# Virgin Queens in Small Swarms



## rsjohnson2u (Apr 23, 2012)

Any useful rule of thumb for judging whether a swarm has a mated or virgin queen based on the swarm's size?
I recovered what I guess is a smallish swarm, about the size of a football, I'm completely guessing here, but I'd say less than three pounds based on packages I've bought. Does this seems a little on the small side to have a mated queen?
Four days after hiving it, I'm still surprised at how many bees are orienting. I'd have figured that would have been done in the first day or so, as all of the bees were old enough to fly with the swarm, obviously. One reason I'm wondering virgin, is the number of bees fanning during these orientation "frenzies". This is my first swarm, so it's all new.
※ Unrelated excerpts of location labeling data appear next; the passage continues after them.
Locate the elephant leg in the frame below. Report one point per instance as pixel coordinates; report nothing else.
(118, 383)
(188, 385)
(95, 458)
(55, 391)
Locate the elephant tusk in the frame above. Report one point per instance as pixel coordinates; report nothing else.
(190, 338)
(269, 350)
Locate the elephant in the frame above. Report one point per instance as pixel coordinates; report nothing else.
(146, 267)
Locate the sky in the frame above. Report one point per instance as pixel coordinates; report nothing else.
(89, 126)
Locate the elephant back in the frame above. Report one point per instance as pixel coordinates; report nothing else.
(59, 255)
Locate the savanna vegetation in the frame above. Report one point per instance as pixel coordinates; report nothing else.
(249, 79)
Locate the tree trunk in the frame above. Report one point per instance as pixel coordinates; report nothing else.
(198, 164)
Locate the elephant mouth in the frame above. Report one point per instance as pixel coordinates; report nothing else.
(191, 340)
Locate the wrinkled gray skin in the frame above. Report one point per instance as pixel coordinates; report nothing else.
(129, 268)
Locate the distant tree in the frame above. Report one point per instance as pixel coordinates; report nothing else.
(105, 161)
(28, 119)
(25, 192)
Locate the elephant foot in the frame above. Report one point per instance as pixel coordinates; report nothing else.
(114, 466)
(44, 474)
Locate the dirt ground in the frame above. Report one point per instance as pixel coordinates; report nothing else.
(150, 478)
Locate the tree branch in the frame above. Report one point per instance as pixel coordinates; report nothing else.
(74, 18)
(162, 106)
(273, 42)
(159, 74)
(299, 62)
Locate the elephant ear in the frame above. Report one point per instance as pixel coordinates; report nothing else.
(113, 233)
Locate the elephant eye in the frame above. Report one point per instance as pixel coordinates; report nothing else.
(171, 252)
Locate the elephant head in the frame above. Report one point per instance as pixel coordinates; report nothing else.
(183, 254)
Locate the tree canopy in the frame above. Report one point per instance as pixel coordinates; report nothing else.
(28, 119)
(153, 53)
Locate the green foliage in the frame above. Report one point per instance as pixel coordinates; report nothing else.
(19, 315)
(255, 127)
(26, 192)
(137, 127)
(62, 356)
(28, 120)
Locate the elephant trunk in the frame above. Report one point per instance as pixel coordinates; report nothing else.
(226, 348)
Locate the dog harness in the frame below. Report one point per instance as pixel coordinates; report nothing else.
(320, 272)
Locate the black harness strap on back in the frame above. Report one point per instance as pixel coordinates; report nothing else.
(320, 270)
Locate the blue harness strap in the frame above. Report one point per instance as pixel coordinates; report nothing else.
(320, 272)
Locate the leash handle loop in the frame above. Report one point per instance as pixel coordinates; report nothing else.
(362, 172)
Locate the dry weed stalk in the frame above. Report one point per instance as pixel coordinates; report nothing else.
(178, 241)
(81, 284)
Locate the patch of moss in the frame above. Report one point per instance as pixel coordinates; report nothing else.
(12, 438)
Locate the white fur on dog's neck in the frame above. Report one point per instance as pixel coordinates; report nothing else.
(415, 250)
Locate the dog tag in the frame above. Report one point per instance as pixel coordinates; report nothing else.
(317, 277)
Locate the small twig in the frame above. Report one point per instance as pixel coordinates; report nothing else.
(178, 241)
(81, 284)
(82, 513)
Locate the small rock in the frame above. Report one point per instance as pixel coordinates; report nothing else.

All my hives have oriented, of course, but even new packages haven't set up so many fanners. I was wondering if they were trying to help a virgin on a mating flight find her way back.
I did see one bee with pollen come back last evening, but no others, so I'm not convinced they're preparing for brood to feed, it could have drifted from another hive.
I'm trying to wait to inspect, especially if the consensus is virgin so as not to upset the apple cart. 
This swarm was not from one of my hives. It came from a nearby town, are Italians, was hived into ten frame equipment and is being fed 1:1.


----------



## Joseph Clemens (Feb 12, 2005)

It sounds like your swarm, "might" be an after-swarm. After-swarms are typically smaller than the prime swarm, and usually contain a virgin queen. In after-swarms, sometimes the virgin takes a mating flight, while they're swarming, sometimes afterwards, and sometimes both.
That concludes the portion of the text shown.